O sucesso do Inventário Artístico presente deve tudo ao saber de Túlio
Espanca e ao seu espírito de trabalho em larga inter-disciplinariedade, onde
foi absolutamente pioneiro no contexto do Alentejo. Basta verem-se as suas
escolhas temáticas para A Cidade de Évora onde, desde os anos 40, reuniu a
melhor colaboração portuguesa e estrangeira desde os Historiadores
(medievalistas, modernos ou de História contemporânea) aos Arqueólogos,
Historiadores de Arte, Conservadores e Restauradores, Museólogos, Arquitectos e
Urbanistas, Arquivistas, Biólogos, Arquitectos-Paisagistas, Geógrafos… A
variedade dessa colaboração especializada tornou a Cidade de Évora a melhor das
revistas regionais de responsabilidade municipal, e a mais sólida base para o Inventário Artístico que se iria seguir e para toda a série
de iniciativas de conservação, estudo e larga divulgação de Évora como
Cidade-Museu. Saúde-se, a propósito, o facto de a revista voltar agora a ser
publicada. Tudo isso devemos a Túlio Espanca. É necessário que esta revista
prossiga dentro do mesmo espírito, tal como o seu fundador-editor a idealizou,
como investimento cultural da Autarquia de Évora. Apesar da desmemórias
galopante dos tempos, acredito que há heranças imperecíveis, como a que nos
deixou Túlio Espanca, grande historiador de arte e grande investigador dos
patrimónios comuns, com absoluta certeza também de que a sua obra científica
está viva, e o seu legado incansável e sábio perdura.
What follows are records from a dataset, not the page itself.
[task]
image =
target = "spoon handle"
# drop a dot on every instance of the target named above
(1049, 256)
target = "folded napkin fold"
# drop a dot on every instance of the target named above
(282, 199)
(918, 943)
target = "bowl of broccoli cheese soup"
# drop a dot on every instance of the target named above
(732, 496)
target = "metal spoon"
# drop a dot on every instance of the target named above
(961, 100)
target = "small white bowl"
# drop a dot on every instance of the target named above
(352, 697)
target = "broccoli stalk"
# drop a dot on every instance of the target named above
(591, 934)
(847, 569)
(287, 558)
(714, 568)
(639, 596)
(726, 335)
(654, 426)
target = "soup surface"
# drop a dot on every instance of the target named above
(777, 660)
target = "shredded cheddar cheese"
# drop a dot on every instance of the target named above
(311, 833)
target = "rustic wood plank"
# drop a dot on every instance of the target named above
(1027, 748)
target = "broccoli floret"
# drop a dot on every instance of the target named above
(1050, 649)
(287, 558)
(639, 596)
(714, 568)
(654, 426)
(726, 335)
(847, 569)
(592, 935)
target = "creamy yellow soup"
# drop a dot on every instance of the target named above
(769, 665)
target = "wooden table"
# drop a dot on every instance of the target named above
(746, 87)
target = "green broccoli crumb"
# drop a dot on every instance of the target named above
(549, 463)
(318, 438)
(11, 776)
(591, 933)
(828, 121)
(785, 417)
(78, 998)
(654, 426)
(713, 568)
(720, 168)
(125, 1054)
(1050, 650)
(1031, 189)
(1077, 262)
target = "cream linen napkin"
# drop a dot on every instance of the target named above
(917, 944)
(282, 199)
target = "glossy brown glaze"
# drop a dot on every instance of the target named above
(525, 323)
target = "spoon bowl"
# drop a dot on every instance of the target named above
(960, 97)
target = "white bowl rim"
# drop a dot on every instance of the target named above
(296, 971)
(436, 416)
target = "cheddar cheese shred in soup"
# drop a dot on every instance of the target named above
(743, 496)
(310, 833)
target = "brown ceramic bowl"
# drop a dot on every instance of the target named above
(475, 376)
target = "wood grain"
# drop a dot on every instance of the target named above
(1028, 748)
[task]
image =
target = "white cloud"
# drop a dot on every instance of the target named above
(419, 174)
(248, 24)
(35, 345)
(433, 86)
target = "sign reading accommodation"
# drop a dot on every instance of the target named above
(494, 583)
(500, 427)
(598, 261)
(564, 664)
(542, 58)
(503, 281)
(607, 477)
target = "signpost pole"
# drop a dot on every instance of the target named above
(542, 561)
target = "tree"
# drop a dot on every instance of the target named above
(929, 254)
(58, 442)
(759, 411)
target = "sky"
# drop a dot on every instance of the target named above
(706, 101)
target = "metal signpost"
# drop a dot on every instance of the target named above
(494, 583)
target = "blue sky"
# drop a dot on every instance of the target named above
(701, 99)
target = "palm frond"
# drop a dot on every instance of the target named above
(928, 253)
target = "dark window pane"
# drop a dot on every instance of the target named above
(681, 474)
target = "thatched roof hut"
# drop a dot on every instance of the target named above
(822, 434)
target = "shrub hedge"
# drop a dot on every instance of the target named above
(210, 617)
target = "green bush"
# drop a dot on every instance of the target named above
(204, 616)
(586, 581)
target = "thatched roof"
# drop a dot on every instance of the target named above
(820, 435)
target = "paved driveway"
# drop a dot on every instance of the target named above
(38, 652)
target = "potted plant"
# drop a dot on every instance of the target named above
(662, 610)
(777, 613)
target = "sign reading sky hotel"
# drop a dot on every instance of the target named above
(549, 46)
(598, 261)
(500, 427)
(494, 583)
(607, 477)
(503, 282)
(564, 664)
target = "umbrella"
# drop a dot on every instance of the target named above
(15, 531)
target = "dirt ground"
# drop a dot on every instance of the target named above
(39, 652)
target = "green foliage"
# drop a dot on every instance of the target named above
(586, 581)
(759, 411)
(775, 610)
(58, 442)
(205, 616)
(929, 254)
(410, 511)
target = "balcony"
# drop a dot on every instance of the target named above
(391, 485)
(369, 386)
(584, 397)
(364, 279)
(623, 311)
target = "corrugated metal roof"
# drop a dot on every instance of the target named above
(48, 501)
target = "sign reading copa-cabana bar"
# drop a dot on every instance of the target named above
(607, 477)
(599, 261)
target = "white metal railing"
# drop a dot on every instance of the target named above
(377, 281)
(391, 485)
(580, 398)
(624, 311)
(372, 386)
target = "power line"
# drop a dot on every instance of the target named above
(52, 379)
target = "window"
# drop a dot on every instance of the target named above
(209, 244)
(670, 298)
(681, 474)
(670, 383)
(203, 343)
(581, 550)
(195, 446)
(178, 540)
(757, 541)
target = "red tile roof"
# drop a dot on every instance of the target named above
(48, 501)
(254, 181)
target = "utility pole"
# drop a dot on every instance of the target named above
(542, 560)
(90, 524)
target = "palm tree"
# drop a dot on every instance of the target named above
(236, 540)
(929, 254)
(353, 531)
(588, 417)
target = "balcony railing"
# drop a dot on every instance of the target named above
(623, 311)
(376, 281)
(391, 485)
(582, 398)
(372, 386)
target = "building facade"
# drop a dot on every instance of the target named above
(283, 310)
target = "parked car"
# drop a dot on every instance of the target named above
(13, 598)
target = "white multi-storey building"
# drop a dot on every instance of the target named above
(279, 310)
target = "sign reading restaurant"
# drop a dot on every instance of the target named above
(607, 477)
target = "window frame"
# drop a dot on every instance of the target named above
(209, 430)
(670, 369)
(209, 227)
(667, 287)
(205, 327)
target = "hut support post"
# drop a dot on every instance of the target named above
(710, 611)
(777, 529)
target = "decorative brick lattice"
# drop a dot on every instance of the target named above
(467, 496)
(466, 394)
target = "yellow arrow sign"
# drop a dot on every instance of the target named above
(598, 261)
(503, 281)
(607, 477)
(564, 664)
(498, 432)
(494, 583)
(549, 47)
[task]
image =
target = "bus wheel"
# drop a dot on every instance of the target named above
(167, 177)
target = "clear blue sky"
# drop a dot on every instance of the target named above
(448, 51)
Com ele, passámos a ver
as artes do Alentejo (eruditas ou populares, religiosas ou profanas) sem
quaisquer tipos de preconceito, e a estimá-las, não com as tradicionais peias
elitistas, mas sim como discursos de eloquência aberto, perene e de fascínio
duradoiro. Em nome da Academia Nacional de Belas-Artes, de que foi membro
ilustre, e que aqui também represento, expresso a minha gratidão à memória de
Espanca -- pelo muito que com ele aprendi e, sobretudo, a saber ver melhor.
(palavras de elogio, no lançamento de
novo nº de A
Cidade de Évora,
nos Paços do Concelho de Évora, a 29 de Junho de 2016)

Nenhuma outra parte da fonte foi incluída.